All Things Techie With Huge, Unstructured, Intuitive Leaps

A Returned-Probability Artificial Neural Network - The Quantum Artificial Neural Network


Artificial Neural Networks associated with Deep Learning, Machine Learning using supervised and unsupervised learning are fairly good at figuring out deterministic things. For example they can find an open door for a robot to enter. They can find patterns in a given matrix or collection, or field.

However, sometimes there is no evident computability function. In other words, suppose that you are looking at an event or action that results from a whole bunch of unknown things, with a random bit of chaos thrown in.  It is impossible to derive a computable function without years of study and knowing the underlying principles. And even then, it still may be impossible to quantify with an equation, regression formula or such.

But Artificial Neural Nets can be trained to identify things without actually knowing anything about the background causes.  If you have a training set with the answers or results of size k (k being a series of cases), then you can always train your Artificial Neural Networks or Multilayer Perceptrons on k-1 sets, and evaluate how well you are doing with the last set. You measure the error rate and back propagate, and off you go to another training epoch if necessary.

This is happening with predicting solar flares and the resultant chaos that it cause with electronics and radio communications when these solar winds hit the earth.  Here is a link to the article, where ANN does the predicting:

http://www.dailymail.co.uk/sciencetech/article-2919263/The-computer-predict-SUN-AI-forecasts-devastating-solar-flares-knock-power-grids-Earth.html

In this case, the ANN's have shown that there is a relationship between vector magnetic fields of the surface of the sun, the solar atmosphere and solar flares.  That's all well and dandy for deterministic events, but what if the determinism was a probability and not a direct causal relationship mapped to its input parameters? What if there were other unknown or unknownable influence factors?

That's were you need an ANN (Artificial Neural Network) to return a probability as the hypothesis value. This is an easy task for a stats package working on database tables, churning out averages, probabilities, degrees of confidence, standard deviations etc, but I am left wondering if it could be done internally in the guts of the artificial neuron.

The artificial neuron is pretty basic. It sums up all of the inputs and biases multiplied by their weights, and feeds the result to an activation function.  It does this many times over in many layers.  What if you could encode the guts of the neuron to spit out the probability of the results of what is being inputted? What if somehow you changed the inner workings of the perceptron or neuron to calculate the probability.  It seems to me that the activation function is somehow ideally suited to adaptation to do this, because it can be constructed to deliver an activation value of between 0 and 1, which matches probability notation.

Our human brains work well with fuzziness in our chaotic world.   We unconsciously map patterns and assign probabilities to them.
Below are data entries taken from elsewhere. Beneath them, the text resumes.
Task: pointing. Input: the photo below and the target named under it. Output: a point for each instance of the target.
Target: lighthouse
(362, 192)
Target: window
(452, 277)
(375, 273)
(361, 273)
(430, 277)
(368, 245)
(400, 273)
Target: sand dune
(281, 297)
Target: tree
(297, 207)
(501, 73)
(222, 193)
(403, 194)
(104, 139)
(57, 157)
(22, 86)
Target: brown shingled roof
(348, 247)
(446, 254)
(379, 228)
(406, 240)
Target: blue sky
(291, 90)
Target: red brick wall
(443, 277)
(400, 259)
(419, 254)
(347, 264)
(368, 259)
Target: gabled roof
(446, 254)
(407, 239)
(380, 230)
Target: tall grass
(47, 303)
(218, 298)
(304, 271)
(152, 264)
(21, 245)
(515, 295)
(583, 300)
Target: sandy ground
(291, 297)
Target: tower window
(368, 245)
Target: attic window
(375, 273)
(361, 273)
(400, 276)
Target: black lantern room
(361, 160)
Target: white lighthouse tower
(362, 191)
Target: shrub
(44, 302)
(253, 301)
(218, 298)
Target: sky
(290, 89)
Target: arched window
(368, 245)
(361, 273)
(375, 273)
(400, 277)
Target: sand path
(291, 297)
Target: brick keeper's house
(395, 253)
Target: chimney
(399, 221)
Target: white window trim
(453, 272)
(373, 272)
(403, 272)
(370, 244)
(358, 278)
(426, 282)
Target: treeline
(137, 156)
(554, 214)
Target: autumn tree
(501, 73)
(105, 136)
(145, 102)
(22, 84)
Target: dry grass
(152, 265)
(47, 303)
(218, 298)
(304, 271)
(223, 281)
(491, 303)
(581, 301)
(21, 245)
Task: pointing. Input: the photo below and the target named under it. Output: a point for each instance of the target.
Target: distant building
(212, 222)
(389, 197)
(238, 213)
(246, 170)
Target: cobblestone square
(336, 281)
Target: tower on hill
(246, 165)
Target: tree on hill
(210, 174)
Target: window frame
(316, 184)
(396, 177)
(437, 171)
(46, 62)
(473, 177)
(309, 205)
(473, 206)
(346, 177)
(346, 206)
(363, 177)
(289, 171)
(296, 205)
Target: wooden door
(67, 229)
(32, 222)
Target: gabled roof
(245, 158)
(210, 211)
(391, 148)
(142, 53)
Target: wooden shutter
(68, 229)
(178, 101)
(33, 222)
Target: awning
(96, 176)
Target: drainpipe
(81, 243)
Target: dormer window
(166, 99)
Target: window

There is another word for fuzzy values. It is a "quantum" property. The more you know about one property of an object, the less you know about another.  Fuzziness. The great leap forward for Artificial Neural Networks, is to become Quantum and deliver a probability.  Once we can get an Artificial Neural Net machine to determine probability, then we can apply Bayesian mechanics. That's when it can make inferences, and get a computer on the road to thinking from first principles -- by things that it has learned by itself.